Sunday, August 1, 2010

How Is It Possible to Forget the Foul Odor of George W. Bush's Presidency?

Unless you're a member of the mainstream media? From William Rivers Pitt:

The media has completely redacted the impact of the Bush era from their coverage of the Obama administration, a continuing act of deception that I believe is completely deliberate. The entire Bush administration is a lesson in media cowardice and complicity; they rolled over for him for virtually every one of those 3,000 days, and would now like to have us all forget it happened. If as Bush falls in the forest and the media doesn't cover it, did it happen? Certainly, but when the daily grind of the 24-hour news cycle omits the idiot elephant that remains in the room, the narrative of the present becomes skewed and distorted.

There are a dozen examples of this available, but the two best also happen to be the two heaviest millstones currently hanging around Obama's neck: the war in Afghanistan, and the BP oil disaster still unfolding in the Gulf of Mexico.

The recent Wikileaks document dump may not have been a blockbuster on the order of the Pentagon Papers, but it served to underscore how much of a mess the war in Afghanistan is. Pundits on the left and right have taken to call Afghanistan "Obama's war" - RNC chairman Michael Steele went so far as to claim that Obama was the one who got us into it - even though the war had been going on for almost a decade when he took office.
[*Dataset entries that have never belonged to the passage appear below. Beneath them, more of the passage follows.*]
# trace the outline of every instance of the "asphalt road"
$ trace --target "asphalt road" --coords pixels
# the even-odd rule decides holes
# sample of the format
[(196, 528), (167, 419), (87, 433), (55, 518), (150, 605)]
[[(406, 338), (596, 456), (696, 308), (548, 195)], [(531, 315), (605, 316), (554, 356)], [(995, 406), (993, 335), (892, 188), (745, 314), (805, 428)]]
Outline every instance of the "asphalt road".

Granted, he's been commander-in-chief for a year and a half, and his decision to send more troops puts the outcome in Afghanistan right in his hip pocket. This cannot be disputed, but the media coverage of the Wikileaks documents utterly failed to note a fact of singular importance: the discussion of the war described in those documents is focused on George W. Bush's failed handling of that war. Except in the independent media, the narrative has been "Oooh, these documents show a war going badly, this must be Obama's fault." No mention of Bush, the big missing piece in everything we're dealing with, again.
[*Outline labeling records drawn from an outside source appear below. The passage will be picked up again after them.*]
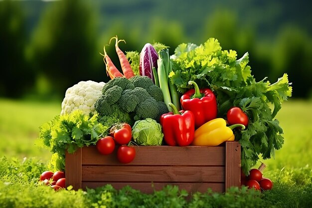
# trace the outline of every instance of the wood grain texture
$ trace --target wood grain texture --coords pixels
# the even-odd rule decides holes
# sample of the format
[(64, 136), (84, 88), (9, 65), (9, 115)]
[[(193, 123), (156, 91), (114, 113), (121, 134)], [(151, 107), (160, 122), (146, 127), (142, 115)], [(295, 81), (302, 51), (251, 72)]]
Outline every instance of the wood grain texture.
[(224, 182), (224, 167), (83, 166), (81, 180), (102, 182)]
[[(132, 165), (225, 165), (225, 147), (135, 147), (136, 158)], [(82, 148), (83, 165), (120, 164), (116, 157), (116, 151), (109, 155), (98, 153), (95, 146)]]
[(208, 188), (211, 189), (214, 192), (223, 193), (225, 192), (224, 183), (108, 183), (108, 182), (83, 182), (82, 189), (96, 188), (97, 187), (111, 184), (114, 188), (120, 190), (126, 186), (130, 186), (133, 189), (140, 190), (142, 192), (152, 194), (155, 191), (161, 190), (166, 185), (177, 186), (180, 190), (183, 189), (187, 191), (189, 194), (196, 192), (205, 193)]
[(78, 148), (73, 154), (66, 151), (65, 156), (66, 187), (71, 185), (75, 190), (81, 188), (81, 153)]
[(237, 142), (226, 143), (225, 190), (235, 186), (240, 187), (241, 146)]

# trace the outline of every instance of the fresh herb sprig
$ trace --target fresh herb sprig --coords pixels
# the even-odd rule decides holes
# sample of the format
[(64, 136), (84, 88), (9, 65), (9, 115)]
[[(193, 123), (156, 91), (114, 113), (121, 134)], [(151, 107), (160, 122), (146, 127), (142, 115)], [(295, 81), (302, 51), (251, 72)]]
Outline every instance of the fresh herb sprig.
[(77, 148), (95, 145), (99, 137), (107, 129), (97, 121), (97, 114), (86, 116), (80, 110), (69, 114), (57, 115), (39, 127), (41, 146), (53, 154), (49, 169), (64, 170), (65, 153), (74, 153)]

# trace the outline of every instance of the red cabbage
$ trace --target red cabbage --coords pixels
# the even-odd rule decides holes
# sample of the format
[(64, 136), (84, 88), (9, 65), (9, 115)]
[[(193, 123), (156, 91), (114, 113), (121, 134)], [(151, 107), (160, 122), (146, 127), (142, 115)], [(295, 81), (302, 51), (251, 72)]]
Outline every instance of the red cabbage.
[(151, 43), (146, 43), (140, 57), (140, 75), (150, 77), (155, 83), (153, 68), (157, 69), (158, 54)]

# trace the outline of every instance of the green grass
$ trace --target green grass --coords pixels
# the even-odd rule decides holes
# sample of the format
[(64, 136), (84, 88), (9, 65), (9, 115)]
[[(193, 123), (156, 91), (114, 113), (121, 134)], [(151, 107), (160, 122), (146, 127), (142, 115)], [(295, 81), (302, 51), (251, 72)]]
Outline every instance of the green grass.
[(34, 143), (38, 127), (59, 113), (60, 103), (0, 99), (0, 208), (300, 208), (312, 204), (312, 101), (286, 102), (278, 114), (284, 145), (276, 151), (275, 159), (260, 161), (257, 165), (261, 162), (268, 165), (264, 175), (274, 181), (272, 190), (262, 194), (238, 189), (226, 194), (208, 191), (195, 194), (190, 201), (176, 187), (152, 195), (129, 187), (118, 192), (110, 186), (55, 193), (38, 183), (51, 154)]
[(61, 111), (61, 103), (0, 99), (0, 155), (8, 157), (51, 158), (34, 145), (39, 126)]

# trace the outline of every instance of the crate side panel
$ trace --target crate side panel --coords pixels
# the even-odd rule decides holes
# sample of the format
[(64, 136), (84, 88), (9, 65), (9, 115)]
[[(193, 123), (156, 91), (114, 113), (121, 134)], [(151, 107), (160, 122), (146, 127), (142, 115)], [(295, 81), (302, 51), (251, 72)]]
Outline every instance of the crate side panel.
[(130, 186), (132, 188), (140, 190), (142, 192), (147, 194), (152, 194), (154, 191), (160, 191), (167, 185), (177, 186), (180, 190), (183, 189), (187, 191), (189, 194), (196, 192), (205, 193), (208, 188), (211, 189), (214, 192), (223, 193), (224, 192), (224, 183), (123, 183), (123, 182), (83, 182), (82, 188), (85, 190), (86, 187), (94, 189), (105, 186), (107, 184), (111, 185), (115, 189), (120, 190), (126, 186)]
[(78, 148), (73, 154), (66, 151), (65, 163), (66, 187), (71, 185), (75, 190), (81, 188), (81, 148)]
[(237, 142), (226, 144), (225, 189), (240, 187), (241, 146)]
[(98, 182), (225, 182), (224, 167), (83, 166), (82, 181)]
[[(135, 147), (136, 158), (127, 165), (225, 166), (225, 147)], [(86, 165), (119, 165), (116, 150), (109, 155), (100, 154), (95, 146), (82, 148)]]

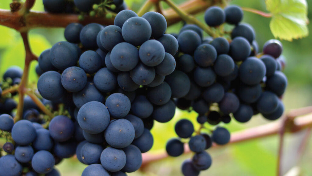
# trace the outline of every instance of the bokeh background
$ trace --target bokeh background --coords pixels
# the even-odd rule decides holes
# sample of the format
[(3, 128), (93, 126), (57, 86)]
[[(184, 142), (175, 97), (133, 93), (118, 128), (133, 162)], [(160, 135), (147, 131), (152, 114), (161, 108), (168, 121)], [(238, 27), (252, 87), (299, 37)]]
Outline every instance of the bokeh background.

As for the Gulf, well, you must have heard by now that it is "Obama's Katrina." Beyond the reference to one of the signal debacles of the Bush era, George's name has hardly come up in the coverage of the BP catastrophe...except it was the Bush administration who fully and completely enabled the elements that led to the disaster in the first place, thanks to their cozy relationship with the oil industry and their passion for deregulating everything that moved. The government agency in charge of keeping an eye on offshore drilling operations spent the Bush administration having coke-and-hooker parties on the taxpayer's dime, and why not? They must have been bored out of their minds. After all, how should a regulator spend his time in an administration that had no interest in enforcing any form of regulation at all? Once again, Mr. Bush and his 3,000 days are the missing piece in the narrative...
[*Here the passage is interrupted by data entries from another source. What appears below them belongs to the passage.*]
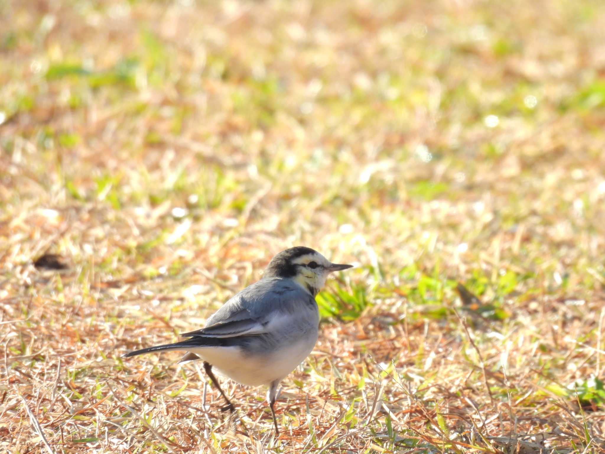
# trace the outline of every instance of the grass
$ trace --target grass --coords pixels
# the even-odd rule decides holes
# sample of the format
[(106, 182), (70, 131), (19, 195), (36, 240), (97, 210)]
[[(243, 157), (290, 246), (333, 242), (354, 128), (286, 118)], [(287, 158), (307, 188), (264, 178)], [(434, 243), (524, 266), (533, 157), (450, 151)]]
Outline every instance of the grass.
[[(0, 0), (0, 449), (605, 450), (603, 30), (596, 0)], [(358, 266), (280, 437), (263, 390), (224, 382), (234, 432), (198, 365), (121, 358), (296, 245)]]

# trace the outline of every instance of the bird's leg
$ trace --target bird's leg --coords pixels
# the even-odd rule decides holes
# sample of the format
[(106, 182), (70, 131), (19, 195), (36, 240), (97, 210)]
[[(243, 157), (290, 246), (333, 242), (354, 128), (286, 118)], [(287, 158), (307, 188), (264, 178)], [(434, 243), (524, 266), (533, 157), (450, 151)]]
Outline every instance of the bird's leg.
[(277, 386), (280, 384), (279, 380), (272, 382), (269, 385), (269, 390), (267, 391), (267, 400), (269, 401), (269, 407), (271, 409), (271, 415), (273, 416), (273, 423), (275, 426), (275, 435), (279, 436), (280, 429), (277, 428), (277, 419), (275, 418), (275, 410), (273, 406), (275, 404), (275, 398), (277, 397)]
[(234, 404), (231, 403), (231, 401), (227, 398), (227, 396), (225, 395), (225, 393), (223, 392), (223, 390), (221, 389), (221, 386), (218, 384), (218, 380), (217, 380), (217, 378), (214, 377), (214, 374), (212, 373), (212, 365), (207, 361), (204, 361), (204, 370), (206, 372), (206, 374), (210, 377), (210, 380), (212, 380), (214, 386), (217, 387), (217, 389), (218, 389), (218, 392), (220, 392), (221, 395), (223, 396), (223, 398), (225, 400), (226, 402), (227, 402), (227, 405), (224, 407), (221, 407), (221, 410), (224, 412), (229, 410), (231, 413), (233, 413), (235, 411), (235, 407), (234, 406)]

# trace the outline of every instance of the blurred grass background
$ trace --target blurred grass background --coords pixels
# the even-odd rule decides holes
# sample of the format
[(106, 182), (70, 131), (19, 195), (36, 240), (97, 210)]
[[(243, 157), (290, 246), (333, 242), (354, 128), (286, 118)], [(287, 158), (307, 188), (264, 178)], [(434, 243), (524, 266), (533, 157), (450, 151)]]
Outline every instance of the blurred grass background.
[[(0, 0), (0, 447), (603, 451), (604, 131), (600, 0)], [(120, 358), (297, 245), (280, 438)]]

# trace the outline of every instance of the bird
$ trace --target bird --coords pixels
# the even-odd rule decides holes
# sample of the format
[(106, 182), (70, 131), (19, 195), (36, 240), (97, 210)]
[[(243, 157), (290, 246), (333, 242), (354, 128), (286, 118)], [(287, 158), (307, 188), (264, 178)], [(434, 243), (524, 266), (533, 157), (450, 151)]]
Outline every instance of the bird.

All I'll say here is, if the Republicans reclaim House majority status in November, then I fully concede to the notion that one cannot underestimate the stupidity of the American public. And if the Republicans somehow do the same in the Senate as well?

We'll cross that bridge if we come to it...


1 comment:

  1. Even if the Rethugs don't get a majority in either house, the fact that it is even remotely possible is a testament to the stupidity of the American people. Even more so given that today's Rethugs make Ronald Reagan look almost like some kind of moderate.